Tuerie raciste aux États-Unis: un jeune de 18 ans ouvre le feu, au moins 10 morts

Tuerie raciste aux États-Unis: un jeune de 18 ans ouvre le feu, au moins 10 morts
AFP

« Nous enquêtons sur cet incident comme étant à la fois un crime motivé par la haine et une affaire d’extrémisme violent à motivation raciale », a déclaré Stephen Belongia, policier du FBI à Buffalo, lors d’une conférence de presse dans cette ville américaine septentrionale, au bord du lac Erié, à la frontière avec le Canada.

Le tueur, qui était lourdement armé, a été immédiatement arrêté sur place, poursuivi dans un premier temps pour « meurtre avec préméditation » et incarcéré.

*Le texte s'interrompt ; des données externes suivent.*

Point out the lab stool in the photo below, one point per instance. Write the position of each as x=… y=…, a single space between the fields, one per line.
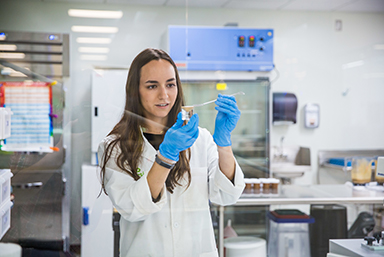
x=289 y=234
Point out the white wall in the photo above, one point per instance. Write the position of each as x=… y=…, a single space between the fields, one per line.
x=309 y=55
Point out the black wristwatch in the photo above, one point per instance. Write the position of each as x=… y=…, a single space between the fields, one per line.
x=164 y=164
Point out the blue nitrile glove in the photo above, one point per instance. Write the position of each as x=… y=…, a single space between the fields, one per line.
x=179 y=137
x=226 y=119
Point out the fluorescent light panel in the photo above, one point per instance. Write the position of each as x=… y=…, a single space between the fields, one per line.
x=101 y=14
x=93 y=40
x=8 y=47
x=352 y=65
x=12 y=55
x=100 y=50
x=94 y=29
x=88 y=57
x=379 y=47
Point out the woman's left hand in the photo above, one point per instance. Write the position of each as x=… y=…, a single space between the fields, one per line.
x=226 y=119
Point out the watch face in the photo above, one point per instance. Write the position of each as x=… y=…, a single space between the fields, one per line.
x=164 y=164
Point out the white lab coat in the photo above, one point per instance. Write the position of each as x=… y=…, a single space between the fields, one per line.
x=180 y=224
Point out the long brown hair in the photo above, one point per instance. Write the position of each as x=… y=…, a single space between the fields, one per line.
x=127 y=133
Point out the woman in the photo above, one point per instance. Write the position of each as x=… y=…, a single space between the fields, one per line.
x=159 y=173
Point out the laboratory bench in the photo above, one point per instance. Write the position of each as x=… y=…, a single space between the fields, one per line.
x=302 y=194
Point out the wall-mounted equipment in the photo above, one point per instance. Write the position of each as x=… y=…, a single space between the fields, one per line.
x=5 y=122
x=284 y=108
x=311 y=115
x=220 y=48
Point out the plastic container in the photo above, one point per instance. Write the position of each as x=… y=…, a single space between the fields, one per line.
x=10 y=250
x=245 y=246
x=229 y=231
x=288 y=237
x=248 y=185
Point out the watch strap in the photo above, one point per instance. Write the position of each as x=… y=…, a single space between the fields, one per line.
x=164 y=164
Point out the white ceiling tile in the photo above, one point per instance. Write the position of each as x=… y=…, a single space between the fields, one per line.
x=197 y=3
x=315 y=5
x=137 y=2
x=76 y=1
x=257 y=4
x=364 y=6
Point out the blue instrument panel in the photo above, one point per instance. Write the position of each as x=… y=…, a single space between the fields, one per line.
x=221 y=48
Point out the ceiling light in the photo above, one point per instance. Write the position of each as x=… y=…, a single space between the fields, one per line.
x=100 y=50
x=95 y=14
x=8 y=47
x=12 y=55
x=93 y=40
x=87 y=57
x=94 y=29
x=379 y=47
x=352 y=65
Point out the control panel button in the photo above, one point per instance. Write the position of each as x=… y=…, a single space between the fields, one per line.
x=241 y=41
x=251 y=41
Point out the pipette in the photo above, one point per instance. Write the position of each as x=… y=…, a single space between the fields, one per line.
x=212 y=101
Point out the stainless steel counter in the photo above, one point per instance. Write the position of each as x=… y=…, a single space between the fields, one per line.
x=306 y=194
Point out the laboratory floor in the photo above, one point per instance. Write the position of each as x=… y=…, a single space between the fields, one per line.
x=29 y=252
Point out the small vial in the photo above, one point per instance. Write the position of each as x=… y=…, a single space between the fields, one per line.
x=186 y=112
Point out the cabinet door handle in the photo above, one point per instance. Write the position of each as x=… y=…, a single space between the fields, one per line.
x=28 y=185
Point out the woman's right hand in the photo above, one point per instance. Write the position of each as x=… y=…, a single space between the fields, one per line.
x=179 y=138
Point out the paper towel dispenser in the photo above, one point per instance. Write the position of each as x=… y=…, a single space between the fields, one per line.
x=284 y=108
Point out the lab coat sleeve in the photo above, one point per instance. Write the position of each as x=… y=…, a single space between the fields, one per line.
x=132 y=199
x=221 y=190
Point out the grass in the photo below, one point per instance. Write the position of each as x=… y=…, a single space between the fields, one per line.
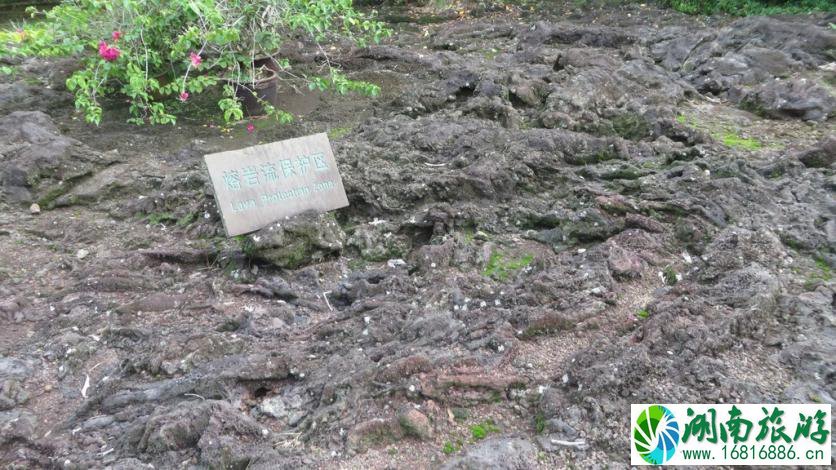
x=337 y=133
x=824 y=274
x=450 y=447
x=750 y=7
x=539 y=423
x=156 y=218
x=500 y=268
x=481 y=430
x=735 y=141
x=669 y=275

Il s’agit d’un jeune homme blanc qui était équipé d’une « arme d’assaut », d’un gilet pare-balles, d’une tenue de type militaire, d’un casque et d’une caméra pour diffuser son crime en direct sur internet, ont annoncé les autorités policières et judiciaires locales.

Le tireur s’est rendu

Le chef de la police de Buffalo, Joseph Gramaglia, a fait état de « dix personnes tuées » et de trois autres blessées. Onze étaient des personnes noires et deux étaient des blancs, dans ce quartier majoritairement afro-américain de Buffalo.

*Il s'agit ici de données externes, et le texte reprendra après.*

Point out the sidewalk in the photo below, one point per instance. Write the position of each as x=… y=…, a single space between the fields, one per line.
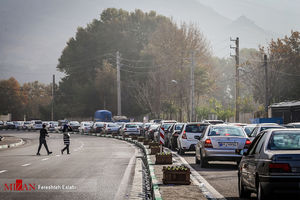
x=170 y=192
x=10 y=141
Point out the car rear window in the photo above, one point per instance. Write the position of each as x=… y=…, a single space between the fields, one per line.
x=248 y=130
x=166 y=126
x=195 y=128
x=226 y=131
x=178 y=127
x=284 y=140
x=265 y=128
x=131 y=126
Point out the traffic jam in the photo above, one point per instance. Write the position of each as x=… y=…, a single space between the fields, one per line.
x=265 y=156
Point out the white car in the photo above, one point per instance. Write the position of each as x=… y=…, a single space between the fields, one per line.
x=36 y=125
x=188 y=138
x=130 y=129
x=111 y=128
x=85 y=127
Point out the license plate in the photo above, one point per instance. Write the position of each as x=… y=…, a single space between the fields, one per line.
x=227 y=144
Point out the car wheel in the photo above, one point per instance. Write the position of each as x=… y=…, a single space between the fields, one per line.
x=196 y=160
x=181 y=151
x=203 y=161
x=243 y=193
x=260 y=193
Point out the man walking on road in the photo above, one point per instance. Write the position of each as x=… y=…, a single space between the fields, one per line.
x=66 y=139
x=43 y=134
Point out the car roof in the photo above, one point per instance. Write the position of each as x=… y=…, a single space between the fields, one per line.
x=201 y=123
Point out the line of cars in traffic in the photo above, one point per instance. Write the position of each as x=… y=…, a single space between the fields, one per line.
x=267 y=155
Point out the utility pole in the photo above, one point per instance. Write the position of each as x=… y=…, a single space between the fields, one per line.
x=237 y=78
x=266 y=84
x=52 y=103
x=192 y=103
x=119 y=84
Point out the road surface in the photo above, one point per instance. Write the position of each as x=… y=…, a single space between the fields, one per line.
x=95 y=169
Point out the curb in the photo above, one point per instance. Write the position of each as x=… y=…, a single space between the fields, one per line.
x=154 y=182
x=6 y=146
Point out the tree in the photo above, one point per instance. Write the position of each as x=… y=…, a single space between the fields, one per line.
x=94 y=48
x=12 y=98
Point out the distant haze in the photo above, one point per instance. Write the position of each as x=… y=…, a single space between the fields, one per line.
x=34 y=32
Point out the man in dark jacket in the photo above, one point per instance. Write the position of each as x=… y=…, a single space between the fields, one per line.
x=43 y=135
x=66 y=138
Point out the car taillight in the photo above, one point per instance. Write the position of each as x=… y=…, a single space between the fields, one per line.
x=279 y=167
x=247 y=144
x=207 y=143
x=184 y=135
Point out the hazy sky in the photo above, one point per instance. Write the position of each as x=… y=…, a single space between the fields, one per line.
x=274 y=15
x=33 y=33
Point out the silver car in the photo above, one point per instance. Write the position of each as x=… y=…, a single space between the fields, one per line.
x=221 y=143
x=271 y=166
x=130 y=129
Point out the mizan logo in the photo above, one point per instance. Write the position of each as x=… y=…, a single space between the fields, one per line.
x=18 y=186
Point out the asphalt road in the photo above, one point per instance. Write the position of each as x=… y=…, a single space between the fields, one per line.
x=95 y=169
x=221 y=175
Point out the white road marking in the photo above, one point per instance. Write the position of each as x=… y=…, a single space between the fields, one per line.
x=208 y=190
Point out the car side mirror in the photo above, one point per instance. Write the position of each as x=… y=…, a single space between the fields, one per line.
x=197 y=137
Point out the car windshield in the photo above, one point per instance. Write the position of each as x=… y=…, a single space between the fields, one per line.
x=153 y=127
x=166 y=126
x=131 y=126
x=226 y=131
x=249 y=129
x=284 y=140
x=178 y=126
x=265 y=128
x=195 y=128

D’après le commissaire Gramaglia, le tueur a d’abord tiré sur quatre personnes sur le parking du supermarché Tops, en tuant trois d’entre elles, avant d’entrer dans le commerce et d’y commettre un carnage.

Là, un garde de sécurité, policier à la retraite, a tiré sur l’assaillant mais ce dernier, protégé par son gilet pare-balles, n’a pas été blessé et a abattu ce garde.

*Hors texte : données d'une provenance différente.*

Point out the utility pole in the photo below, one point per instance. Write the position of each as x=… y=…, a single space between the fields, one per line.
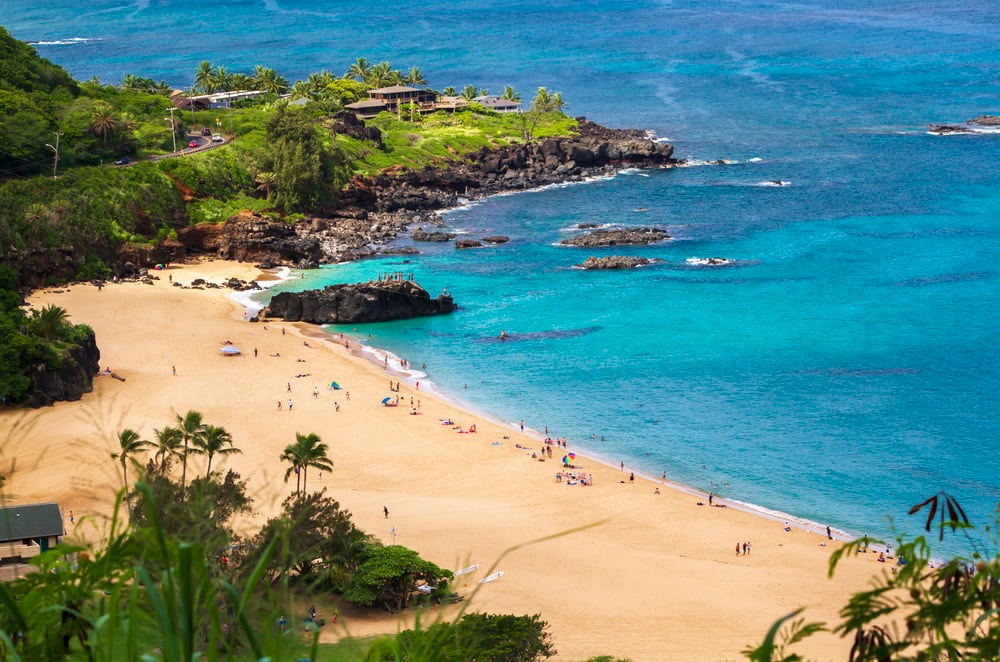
x=173 y=131
x=55 y=160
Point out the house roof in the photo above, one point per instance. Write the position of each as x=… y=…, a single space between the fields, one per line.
x=496 y=102
x=39 y=520
x=365 y=104
x=393 y=89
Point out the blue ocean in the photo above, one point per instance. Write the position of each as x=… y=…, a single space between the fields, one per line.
x=844 y=365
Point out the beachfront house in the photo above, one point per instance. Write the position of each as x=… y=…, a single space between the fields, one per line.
x=498 y=104
x=27 y=531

Lorsque la police est arrivée très vite sur les lieux, le jeune homme a retourné son arme contre lui, au niveau de son cou, avant de se rendre aux forces de l’ordre, selon le commissaire Gramaglia.

« Crime raciste »

Cette attaque est « un crime motivé par la haine et raciste », perpétrée par « le mal incarné », a fustigé le shérif du comté d’Erié, John Garcia.

Le « crime motivé par la haine » désigne aux États-Unis un acte dirigé contre une personne visée en raison d’éléments de son identité comme la race, la religion, la nationalité, l’orientation sexuelle ou un handicap. Considéré comme une infraction fédérale aux circonstances aggravantes, il entraîne des condamnations plus dures.

Interrogé pour savoir si le tireur risquait la peine de mort à l’échelon fédéral, le représentant local du parquet du ministère américain de la Justice a répondu que « toutes les options étaient sur la table ».

Dans un communiqué, le président américain Joe Biden a dénoncé cette attaque, rappelant que « tout acte de terrorisme intérieur, y compris un acte perpétré au nom d’une idéologie nationaliste blanche répugnante, est contraire à tout ce que nous défendons en Amérique ».